Important things to know about SSH

This is a follow-up post for the hub “Tips on Website Security - use SSH”. If you are a regular visitor of my hubs, then you may have probably read that particular article and would surely have a few questions about SSH. If you are new visitor, before reading on, it would be advisable to have a look at “Tips on Website Security - use SSH” to better appreciate the contents of this posting.

As the title implies, this post aims to explain in simple terms the important aspects of SSH. Researching about SSH is quite difficult especially for non-technical people. Looking for answers and some information about SSH is a tedious one as for sure one will encounter tons and tons of jargons. Anyway, enough with the introduction and on to the juicy and informational stuff.

In a nutshell, SSH –

• Is a program that allows a remote computer to securely access another computer
• Can execute commands from a remote machine (computer)
• Can transfer files between the two interconnected computers
• Has two available versions namely SSH1 and SSH2
• Provides secure communications and powerful authentication

How did SSH came about –

SSH is originally intended as a secure data communication medium for UNIX systems to replace existing unsecure UNIX remote shell protocols and Telnet. Since its released, SSH has been widely accepted and used that an estimated count of two million users are using SSH.

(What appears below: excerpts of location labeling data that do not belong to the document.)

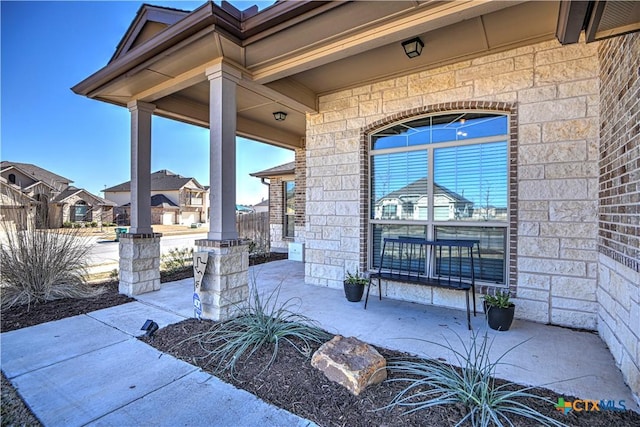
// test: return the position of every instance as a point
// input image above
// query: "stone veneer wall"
(555, 91)
(276, 213)
(619, 226)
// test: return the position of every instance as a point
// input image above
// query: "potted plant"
(499, 310)
(354, 286)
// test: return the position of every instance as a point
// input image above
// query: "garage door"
(168, 218)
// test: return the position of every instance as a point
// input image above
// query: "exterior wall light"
(280, 116)
(413, 47)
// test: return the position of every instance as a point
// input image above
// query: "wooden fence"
(255, 226)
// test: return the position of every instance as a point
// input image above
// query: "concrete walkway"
(91, 370)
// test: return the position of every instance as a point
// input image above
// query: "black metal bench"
(420, 261)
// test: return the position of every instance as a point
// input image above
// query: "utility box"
(296, 251)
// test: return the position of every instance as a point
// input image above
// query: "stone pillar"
(141, 166)
(139, 263)
(223, 80)
(225, 285)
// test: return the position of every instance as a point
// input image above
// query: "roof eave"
(207, 14)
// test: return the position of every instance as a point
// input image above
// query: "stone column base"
(225, 284)
(139, 263)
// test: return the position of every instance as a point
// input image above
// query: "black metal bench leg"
(468, 311)
(367, 297)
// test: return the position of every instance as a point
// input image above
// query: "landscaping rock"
(351, 363)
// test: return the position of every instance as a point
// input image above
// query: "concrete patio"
(571, 362)
(65, 370)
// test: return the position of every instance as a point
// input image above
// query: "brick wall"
(619, 209)
(554, 89)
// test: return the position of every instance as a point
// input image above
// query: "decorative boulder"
(351, 363)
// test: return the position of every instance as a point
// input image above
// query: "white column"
(140, 166)
(223, 80)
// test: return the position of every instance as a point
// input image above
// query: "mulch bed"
(291, 382)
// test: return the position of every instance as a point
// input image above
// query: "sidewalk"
(91, 370)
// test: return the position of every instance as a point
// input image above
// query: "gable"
(149, 21)
(31, 174)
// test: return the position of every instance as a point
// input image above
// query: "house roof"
(285, 169)
(11, 195)
(72, 191)
(149, 21)
(162, 180)
(159, 201)
(37, 173)
(419, 187)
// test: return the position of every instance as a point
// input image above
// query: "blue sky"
(48, 47)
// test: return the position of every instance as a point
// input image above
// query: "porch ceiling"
(320, 48)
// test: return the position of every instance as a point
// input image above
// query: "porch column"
(139, 249)
(141, 166)
(224, 285)
(223, 80)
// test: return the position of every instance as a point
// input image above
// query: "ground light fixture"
(413, 47)
(280, 116)
(150, 326)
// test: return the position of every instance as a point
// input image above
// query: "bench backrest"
(419, 257)
(404, 255)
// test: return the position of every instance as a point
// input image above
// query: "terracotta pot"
(353, 292)
(500, 319)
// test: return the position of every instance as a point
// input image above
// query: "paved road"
(105, 251)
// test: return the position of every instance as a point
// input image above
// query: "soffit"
(286, 69)
(497, 31)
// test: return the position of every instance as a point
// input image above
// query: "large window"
(289, 208)
(443, 177)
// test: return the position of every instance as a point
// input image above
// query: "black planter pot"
(500, 319)
(353, 292)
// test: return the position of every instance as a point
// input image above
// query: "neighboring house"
(263, 206)
(282, 203)
(175, 199)
(16, 207)
(56, 201)
(529, 107)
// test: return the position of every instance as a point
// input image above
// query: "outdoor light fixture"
(413, 47)
(150, 326)
(280, 116)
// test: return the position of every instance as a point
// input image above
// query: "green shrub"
(500, 299)
(42, 265)
(473, 385)
(259, 323)
(177, 259)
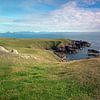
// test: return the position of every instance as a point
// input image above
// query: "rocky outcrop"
(3, 50)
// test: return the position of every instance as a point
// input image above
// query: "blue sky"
(49, 15)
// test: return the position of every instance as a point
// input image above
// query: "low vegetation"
(36, 73)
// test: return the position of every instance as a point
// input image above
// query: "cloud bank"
(68, 17)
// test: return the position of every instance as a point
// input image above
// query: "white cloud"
(69, 17)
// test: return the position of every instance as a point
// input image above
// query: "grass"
(45, 78)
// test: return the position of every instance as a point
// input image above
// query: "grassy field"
(42, 76)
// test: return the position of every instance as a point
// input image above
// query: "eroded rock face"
(2, 49)
(14, 51)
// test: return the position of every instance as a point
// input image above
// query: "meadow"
(36, 73)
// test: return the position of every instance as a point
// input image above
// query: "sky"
(50, 15)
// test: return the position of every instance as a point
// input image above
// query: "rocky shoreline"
(73, 48)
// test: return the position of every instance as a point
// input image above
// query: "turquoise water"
(93, 38)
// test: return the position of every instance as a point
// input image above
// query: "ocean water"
(93, 38)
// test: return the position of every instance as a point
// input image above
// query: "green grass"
(45, 78)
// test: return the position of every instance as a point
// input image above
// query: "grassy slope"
(46, 78)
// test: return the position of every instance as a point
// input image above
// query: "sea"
(91, 37)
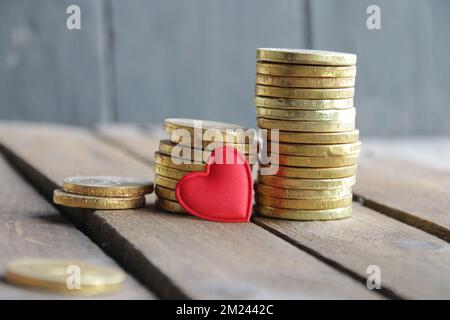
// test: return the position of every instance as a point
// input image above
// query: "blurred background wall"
(145, 60)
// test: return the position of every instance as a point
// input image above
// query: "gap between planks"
(392, 245)
(158, 248)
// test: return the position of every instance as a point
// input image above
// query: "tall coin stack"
(308, 96)
(168, 168)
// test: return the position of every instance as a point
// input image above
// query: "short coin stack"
(308, 96)
(190, 145)
(103, 192)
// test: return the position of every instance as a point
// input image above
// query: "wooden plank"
(401, 85)
(369, 238)
(31, 227)
(411, 193)
(196, 59)
(172, 253)
(413, 263)
(44, 66)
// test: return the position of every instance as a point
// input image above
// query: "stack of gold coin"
(304, 98)
(103, 192)
(189, 148)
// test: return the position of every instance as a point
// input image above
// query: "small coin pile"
(103, 192)
(189, 148)
(59, 276)
(308, 96)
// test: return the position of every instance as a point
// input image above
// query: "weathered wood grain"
(31, 227)
(427, 151)
(413, 263)
(370, 238)
(176, 255)
(411, 193)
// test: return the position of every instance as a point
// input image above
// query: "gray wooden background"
(145, 60)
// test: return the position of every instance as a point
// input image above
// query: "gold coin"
(301, 56)
(100, 203)
(165, 193)
(53, 274)
(246, 148)
(316, 138)
(279, 69)
(302, 104)
(294, 82)
(166, 161)
(301, 194)
(168, 205)
(107, 186)
(300, 93)
(316, 173)
(202, 130)
(312, 184)
(345, 115)
(315, 162)
(306, 126)
(305, 204)
(192, 156)
(306, 215)
(166, 182)
(169, 172)
(319, 150)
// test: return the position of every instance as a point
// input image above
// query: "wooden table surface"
(401, 223)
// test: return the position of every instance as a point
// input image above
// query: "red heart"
(223, 192)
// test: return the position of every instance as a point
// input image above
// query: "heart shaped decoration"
(223, 192)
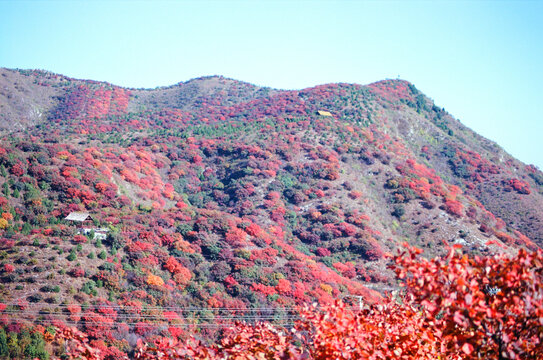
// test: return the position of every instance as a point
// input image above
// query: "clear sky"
(481, 60)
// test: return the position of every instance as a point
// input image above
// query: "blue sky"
(481, 60)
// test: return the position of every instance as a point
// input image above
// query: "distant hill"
(216, 193)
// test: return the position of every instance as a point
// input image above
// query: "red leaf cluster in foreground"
(457, 307)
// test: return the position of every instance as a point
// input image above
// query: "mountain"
(213, 194)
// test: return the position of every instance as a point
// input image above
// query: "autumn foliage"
(456, 307)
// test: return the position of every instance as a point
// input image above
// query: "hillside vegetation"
(213, 201)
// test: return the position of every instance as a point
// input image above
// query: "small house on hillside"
(80, 217)
(324, 113)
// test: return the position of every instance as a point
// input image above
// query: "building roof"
(324, 113)
(78, 216)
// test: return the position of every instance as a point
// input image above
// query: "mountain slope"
(217, 195)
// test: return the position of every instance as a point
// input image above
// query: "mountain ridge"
(221, 194)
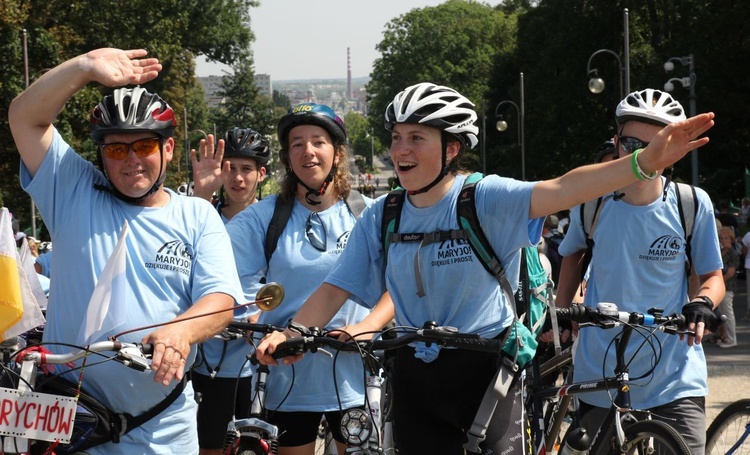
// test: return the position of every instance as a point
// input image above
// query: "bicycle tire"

Aside from UNIX, listed below are other operating systems wherein SSH can be seemingly implemented. Please note that some OS may be developer dependent and may contain interoperability issues:

• Java
• DOS
• Macintosh
• Windows
• OpenVMS
• BeOS
• OS/2
• Handheld devices

• IP spoofing*
• IP source routing*
• DNS spoofing**
• Manipulation of data by people in control of intermediate hosts
• Interception of clear text passwords and other data by intermediate hosts

* IP spoofing and IP source routing are quite similar. Basically, these two type of security issue is where an IP (internet packet) is sent out by a remote host that disguises itself as a trusted host.

** DNS spoofing is where an attacker targets and forges name server records

SSH authentication –

Note: SSH may use one or more of the following for authentication:

• Password
• User public key – RSA or DSA
• Kerberos – for SSH1
• Hostbased

The following tables summarizes the type of algorithms used by SSH for encryption and authentication. Please note that ciphers, depending on implementation, may be added (or deleted).

Difference between SSH1 and SSH2 –

Interestingly, SSH2 is not a simple version upgrade of SSH1. SSH1 and SSH2 are two totally different protocols. Listed below are the differences between the two.

• SSH1 uses server and host to authenticate systems
• SSH2 uses only host keys for authentication
• SSH2 is a complete rewrite of SSH1 protocols
• Networking implementation between two are different and not compatible
• SSH1 and SSH2 encrypts at different parts of the packets

And now to answer the question that any reader has in mind “Which is better SSH1 or SSH2?”

SSH2 is actually a complete rewrite of SSH1 and improves security, portability, and performance.